The rest disappeared, with the assumption being that most were killed along the way.
Survivors tell horrific tales of hundreds of Taliban being stuffed into metal containers, then left in the desert, under the baking sun, until they suffocated. Some say that guards shot the containers full of holes when the prisoners begged for air. One young Taliban who fought in Kunduz told of containers full of prisoners being sunk in the Amu River.
All of these atrocities are alleged to have been committed on the orders of Dostum.
Hundreds, perhaps thousands of bodies were dumped in the Dasht-e-Leili, a desert in Jowzjan. Those remains have begun to disappear, as the pressure mounts to bring Dostum to justice.
Now, years after the fact, the charges have surfaced again, in connection with calls for the Obama administration to investigate claims that his predecessor blocked an inquiry into Dostum’s crimes.
The timing is not coincidental: Karzai’s attempt to bring Dostum back into power almost certainly precipitated the renewed coverage, say people close to the case.

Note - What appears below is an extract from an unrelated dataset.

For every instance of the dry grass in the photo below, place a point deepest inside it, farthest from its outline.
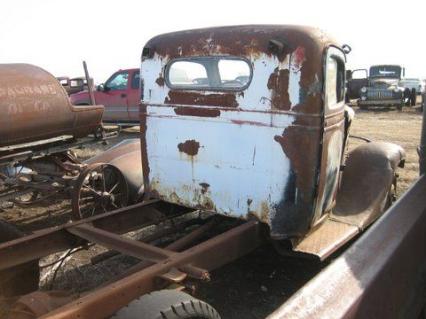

“At the end of the day, it does not serve the Afghan people well to be governed by individuals who have allegations of mass atrocities against them,” said Susannah Sirkin, deputy director of Physicians for Human Rights, which has been at the forefront of the drive to open up the investigation into what happened at Dasht-e-Leili.
Dostum has few supporters in Kabul these days. The last shreds of patience snapped in February 2008, when the general viciously assaulted a former ally, Mohammad Akbar Bai, and then publicly defied the police when they came to arrest him.
Most Afghans remember the television coverage of an obviously inebriated Dostum on the roof of his garish pink palace in Kabul, shaking his fist, and what looked suspiciously like a pistol, at the police below.
Karzai was finally forced to remove Dostum from his post as chief of staff to the commander in chief, and Dostum went abroad “for his health.” The fiction may not have been complete: Dostum is suffering from diabetes, and his penchant for alcohol is not conducive to good health.
The latest Dostum scandal is unlikely to do Karzai any good, either at home or abroad. In fact, to world-weary Kabul watchers, it all looks suspiciously like a ploy by the Americans to rock Karzai’s suddenly shaky electoral boat.
Just a few days ago the incumbent’s victory seemed all but certain; now observers are beginning to talk, albeit in whispers, of a possible win for Dr. Abdullah, Karzai’s former foreign minister, who has mounted a spirited campaign, and is also, reportedly, spending quite a bit of time at the U.S. Embassy.
Over the past week, Karzai has taken several hits from a variety of sources.
Colonel David Haight, a top U.S. army officer, gave an interview to The Guardian in which he warned of possible violence if Karzai were to be re-elected. His colorful remarks were widely quoted: “The bottom line is people are going to be thinking ‘four more years of this crap?’”
Such a candid assessment from the normally taciturn U.S. military could very well signal a shift in Karzai’s political fortunes. His main asset now is the general conviction that he has the election sewn up. No governor, tribal leader or former warlord wants to be on the losing side if he can help it.
But the president is widely unpopular with his electorate; if cracks begin to appear in his formerly impenetrable façade, his support could evaporate quite quickly.
Even the media monitoring commission, a body created to survey coverage of the elections, has warned that the state media are giving undue advantage to Karzai; the matter may well be on its way to the Electoral Complaints Commission, where it could cause Candidate Karzai some problems.
This is not to say that Karzai is spiraling downwards — just that his grip on the presidential palace may not be quite as secure as is commonly expected.
Where does that leave Dostum? For the foreseeable future, stuck in Ankara, thinking about his glory days. For most Afghans, that is very good news indeed.